Cela m'amène à l'ARENH, qui constitue un sujet important. Pour avoir eu l'honneur de participer aux commissions Champsaur, je ne peux pas ne pas répondre que l'ARENH est un bon système ou que le montant de 39 euros est pertinent !
Après la publication du rapport de la Cour des comptes, certains ont fait observer que les chiffres de la Cour des comptes ne coïncidaient pas avec l'ARENH. C'est logique, car il s'agit de deux choses différentes. La Cour des comptes a examiné les chiffres que lui a transmis EDF. Elle a donc d'abord observé qu'il n'existait pas de coûts cachés, même s'il restait des incertitudes sur certains coûts, notamment les coûts de démantèlement. C'est normal puisque ce sont des coûts à venir que l'on ne connaît pas bien ; je pense, par exemple, aux coûts de gestion des déchets. En revanche, sur les coûts passés, on arrive à peu près à reconstituer ce que l'on a dépensé.
La Cour des comptes estime que 49,5 euros le mégawattheure correspond à une bonne estimation de ce qu'a coûté le programme nucléaire actuel, c'est-à-dire le parc nucléaire actuel.
J'insiste bien sur le fait qu'il s'agit aujourd'hui du coût du passé. Si, demain, la France veut réinvestir, il faudra que le prix de l'électricité anticipe les investissements nouveaux. La politique menée dans le passé par EDF est d'ailleurs bonne : elle a consisté à établir la tarification sur la base de ce que l'on appelle le « coût en développement ». Cela revient à anticiper les investissements nécessaires et à répercuter par avance une partie des coûts dans les tarifs. En effet, il ne faut pas faire payer à la génération actuelle tous les coûts futurs, mais il ne faut pas non plus laisser à la génération future tous les coûts. C'est donc un bon système.
Pour l'instant, la question ne se pose pas puisqu'il ne faut pas renouveler les réacteurs. Elle se posera lorsqu'il faudra le faire. Dès lors, le prix de l'électricité devra augmenter. Mais ce ne sera que dans dix, quinze ou vingt ans, selon les choix qui seront faits par le politique.

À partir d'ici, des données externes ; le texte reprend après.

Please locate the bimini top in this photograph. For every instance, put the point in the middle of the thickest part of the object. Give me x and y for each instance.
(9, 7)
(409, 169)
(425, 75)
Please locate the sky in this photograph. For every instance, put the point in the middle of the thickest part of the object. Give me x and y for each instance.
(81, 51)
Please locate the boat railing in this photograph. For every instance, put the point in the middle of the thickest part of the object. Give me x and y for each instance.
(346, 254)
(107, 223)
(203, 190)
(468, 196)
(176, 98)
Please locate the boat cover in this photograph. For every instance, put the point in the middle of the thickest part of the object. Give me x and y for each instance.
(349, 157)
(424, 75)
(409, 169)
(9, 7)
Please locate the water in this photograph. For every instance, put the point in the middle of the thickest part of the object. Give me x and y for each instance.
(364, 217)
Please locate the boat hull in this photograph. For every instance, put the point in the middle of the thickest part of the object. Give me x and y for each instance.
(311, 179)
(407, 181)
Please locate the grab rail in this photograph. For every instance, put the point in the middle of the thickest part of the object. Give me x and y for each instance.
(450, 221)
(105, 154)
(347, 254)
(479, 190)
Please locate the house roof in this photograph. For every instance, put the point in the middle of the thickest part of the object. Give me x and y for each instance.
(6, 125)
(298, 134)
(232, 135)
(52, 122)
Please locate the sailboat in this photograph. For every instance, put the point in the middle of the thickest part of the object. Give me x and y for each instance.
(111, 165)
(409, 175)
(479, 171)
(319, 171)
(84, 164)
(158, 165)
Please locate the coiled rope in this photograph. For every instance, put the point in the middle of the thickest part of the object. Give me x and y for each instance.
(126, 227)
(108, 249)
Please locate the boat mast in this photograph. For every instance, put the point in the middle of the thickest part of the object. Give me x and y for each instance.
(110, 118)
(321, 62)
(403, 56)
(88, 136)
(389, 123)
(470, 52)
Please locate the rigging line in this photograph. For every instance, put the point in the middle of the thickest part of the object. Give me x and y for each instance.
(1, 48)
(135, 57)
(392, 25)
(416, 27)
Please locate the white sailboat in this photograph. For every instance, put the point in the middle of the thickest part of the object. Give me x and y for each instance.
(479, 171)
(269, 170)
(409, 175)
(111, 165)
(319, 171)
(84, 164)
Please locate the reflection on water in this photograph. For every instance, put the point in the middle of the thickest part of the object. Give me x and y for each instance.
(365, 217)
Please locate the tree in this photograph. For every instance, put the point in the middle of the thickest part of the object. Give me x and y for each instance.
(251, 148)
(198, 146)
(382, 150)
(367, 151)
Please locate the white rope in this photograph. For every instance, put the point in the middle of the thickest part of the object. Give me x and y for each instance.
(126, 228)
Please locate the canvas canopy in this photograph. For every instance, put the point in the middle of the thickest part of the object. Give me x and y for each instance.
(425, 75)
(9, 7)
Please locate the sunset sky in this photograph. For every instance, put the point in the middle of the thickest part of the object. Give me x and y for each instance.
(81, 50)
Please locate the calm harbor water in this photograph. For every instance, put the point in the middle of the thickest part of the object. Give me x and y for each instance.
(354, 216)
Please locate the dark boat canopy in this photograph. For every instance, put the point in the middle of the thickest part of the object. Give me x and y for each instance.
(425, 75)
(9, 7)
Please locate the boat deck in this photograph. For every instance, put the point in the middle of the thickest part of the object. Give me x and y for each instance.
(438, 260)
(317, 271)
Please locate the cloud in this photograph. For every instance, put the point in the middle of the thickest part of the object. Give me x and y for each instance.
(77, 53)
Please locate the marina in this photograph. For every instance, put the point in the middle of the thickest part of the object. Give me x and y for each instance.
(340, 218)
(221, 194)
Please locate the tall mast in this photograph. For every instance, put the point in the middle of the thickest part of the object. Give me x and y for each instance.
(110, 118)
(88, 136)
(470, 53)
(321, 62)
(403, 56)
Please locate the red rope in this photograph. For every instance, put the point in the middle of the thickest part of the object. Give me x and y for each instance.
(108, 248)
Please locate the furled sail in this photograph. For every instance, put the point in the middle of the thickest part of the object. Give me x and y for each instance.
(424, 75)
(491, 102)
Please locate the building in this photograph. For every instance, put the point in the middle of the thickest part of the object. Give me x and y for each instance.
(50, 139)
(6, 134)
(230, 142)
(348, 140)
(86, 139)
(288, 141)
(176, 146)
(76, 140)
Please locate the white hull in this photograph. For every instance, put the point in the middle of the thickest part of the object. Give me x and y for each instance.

Le coût actuel - 49,50 euros - est donc un coût moyen qui reflète assez bien ce qu'a coûté le programme nucléaire.
Pour l'ARENH, c'est complètement différent. Cela répond à une logique qui consiste à calculer le coût du parc actuel, par mégawattheure, pour EDF, en sachant qu'une partie importante des investissements a déjà été récupérée. Il ne faut pas que le consommateur français paie deux fois.
Lorsque la commission Champsaur 2 a calculé l'ARENH, elle a examiné, sur la base de la comptabilité - c'est un coût comptable -, ce qui avait été amorti et ce qui restait. Elle a donc procédé à un calcul prospectif sur la partie résiduelle, c'est-à-dire les quinze ans restants sur les quarante ans, puisque les calculs se fondent sur cette durée, en tenant compte de ce qui a déjà été payé. Elle est parvenue à 33 euros le mégawattheure. Elle y a ajouté le montant des « investissements de jouvence », de l'ordre de 5 euros à 6 euros, puisqu'il va falloir prolonger le parc et l'anticiper dès maintenant, et a abouti à 39 euros.
En fait, la commission Champsaur a proposé au ministre entre 38 euros et 40 euros, parce que l'on ne pouvait pas dire que l'on était à 39 euros exactement. Le rapport a été remis au moment de Fukushima et le ministre a estimé que, dans la mesure où des dépenses supplémentaires devraient probablement être engagées à cause de la sûreté, il valait mieux prévoir 40 euros en 2011 et même 42 euros en 2012. C'est une décision politique. On n'est pas très loin du chiffre proposé. D'ailleurs, le ministre l'a dit : le Gouvernement s'appuie sur le rapport Champsaur 2 pour fixer le tarif.
Il est impossible de comparer les 39 euros ou les 42 euros de l'ARENH aux 49,50 euros de la Cour des comptes. On ne parle pas de la même chose ! Il n'y a donc aucune raison aujourd'hui, dans les tarifs régulés de vente, le TRV, de prendre 49,50 euros pour fixer le tarif.
N'oublions pas que le fameux tarif de 42 euros a pour but de permettre aux concurrents d'EDF de jouer à armes égales. On peut évidemment discuter de la logique de la loi NOME, mais elle répondait bien à cet objectif. Du fait des prix internationaux et des prix européens plus élevés, les concurrents d'EDF, qui n'ont pas la chance d'avoir un programme nucléaire, se trouvent dans une situation plus difficile, car leur prix de revient est plus élevé.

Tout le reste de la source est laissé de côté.